WOODALL: The people will have final word on healthcare
Original article available here.
I have great respect for the institution of the U.S. Supreme Court, though I absolutely reject the notion that President Obama's health care law is constitutional simply because Congress has the power to tax the American people. As important as all of the legalese in the Court's opinion, however, is a constant refrain of common sense among the Chief Justice's words: elections have consequences.
Chief Justice John Roberts lays this out clearly in the Court's opinion. He writes: "It is not our (the Court's) job to protect the people from the consequences of their political choices." And he's right.
It's not the Court's job to protect us from our own bad decisions. It's our job to protect ourselves. We must be informed voters and support those candidates with whom we agree. As Americans, we do not want an activist judiciary that substitutes its will for the will of people.
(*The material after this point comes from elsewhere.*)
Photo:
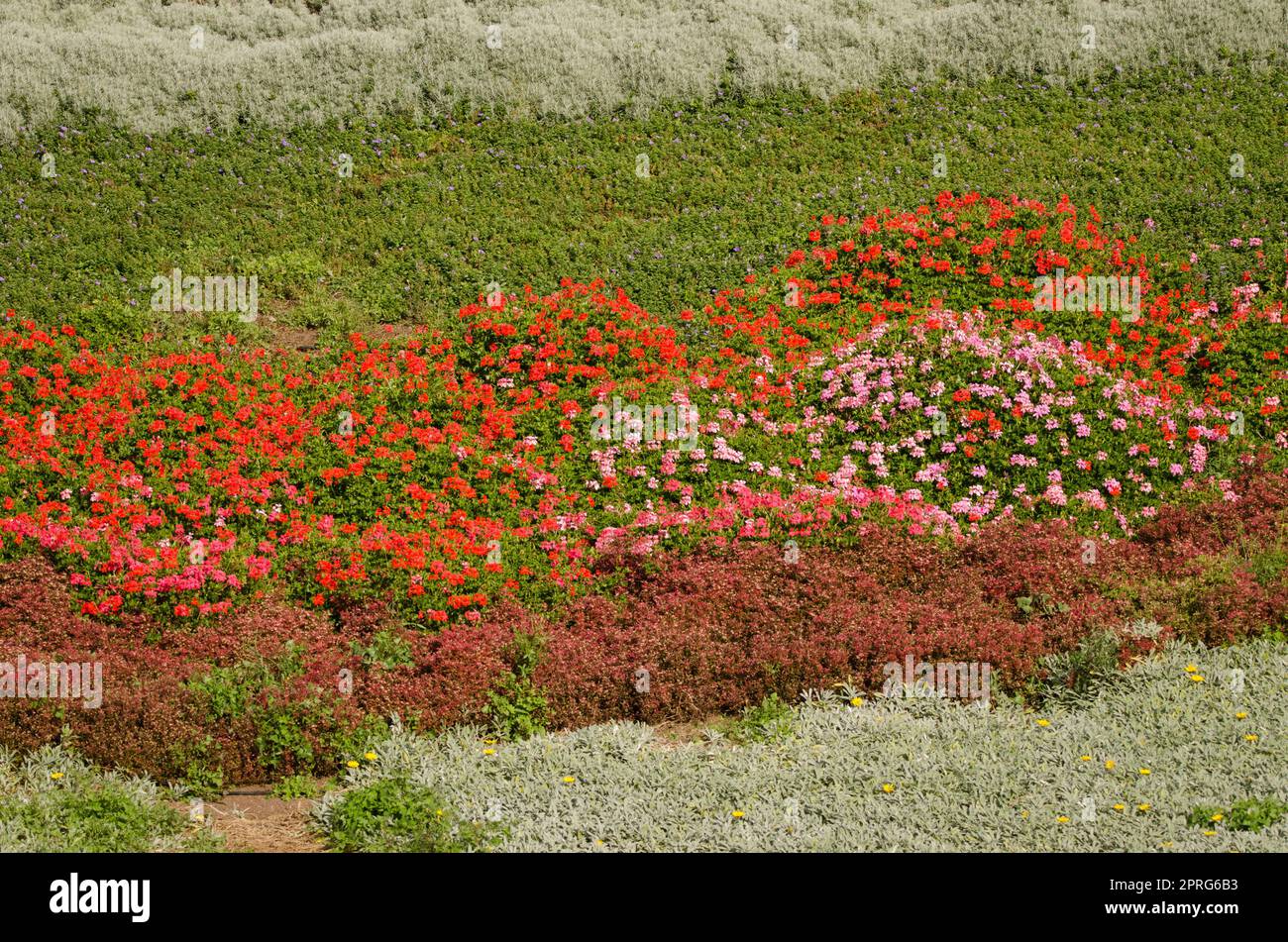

The Supreme Court this week rejected a degree of judicial activism, saying in effect: "You voted for it, America; live with it."
In 2010, the American people answered the call to protect themselves from federal government coercion, and they sent nearly 100 new members to the U.S. House of Representatives with a specific mandate to control the size and scope of the federal government so that individual Americans could once again enjoy the freedom and liberty guaranteed by the Constitution. Since I took office in January 2011, I have worked hard to make that mandate a reality. Unfortunately, with respect to the nationalizing of health care decisions, the die was cast in 2008, and despite dozens of successful votes that I have cast in the House over the past 18 months that have repealed the president's health care bill in whole or in part, those bills have been ignored by the Senate and White House.
To be clear, I know that our health care system is in trouble in America. Costs are rising too fast and access is too limited, but a one-size-fits-all solution from Washington has made the problems worse. Costs are rising even faster now, and millions of Americans face losing their health insurance when the President's bill is fully enacted. We must get businesses and governments out of health care decisions, and we must return these decisions to families and doctors. If there are aspects of the President's health care bill that you like or that you think will help America, know this: there isn't one line of the President's reforms that Georgia couldn't adopt and implement on its own. That is the point: we don't need Washington to know best; we have the power right here in Georgia.
The Court didn't uphold the president's health care bill because it is good policy; it upheld the bill because it decided that Congress's power to tax is so big and broad that it can be stretched to include the president's health care mandate. In the Court's opinion, Chief Justice Roberts writes, "Members of this Court are vested with the authority to interpret the law; we possess neither the expertise nor the prerogative to make policy judgments. Those decisions are entrusted to our Nation's elected leaders, who can be thrown out of office if the people disagree with them."
In 1773, 342 chests of tea belonging to the British East India Company were tossed into the Boston Harbor. This protest over unreasonable taxation and the abuse of absolute power by Parliament over the colonies sparked the American Revolution. Our Founding Fathers knew firsthand how the power to tax could so easily be misused to exploit citizens and destroy liberty. It saddens me today to know that while 239 years have passed since that fateful night in Boston, the American people will once again have to fight this time from the ballot box for our right of freedom.
Rob Woodall is a U.S. Representative from Lawrenceville.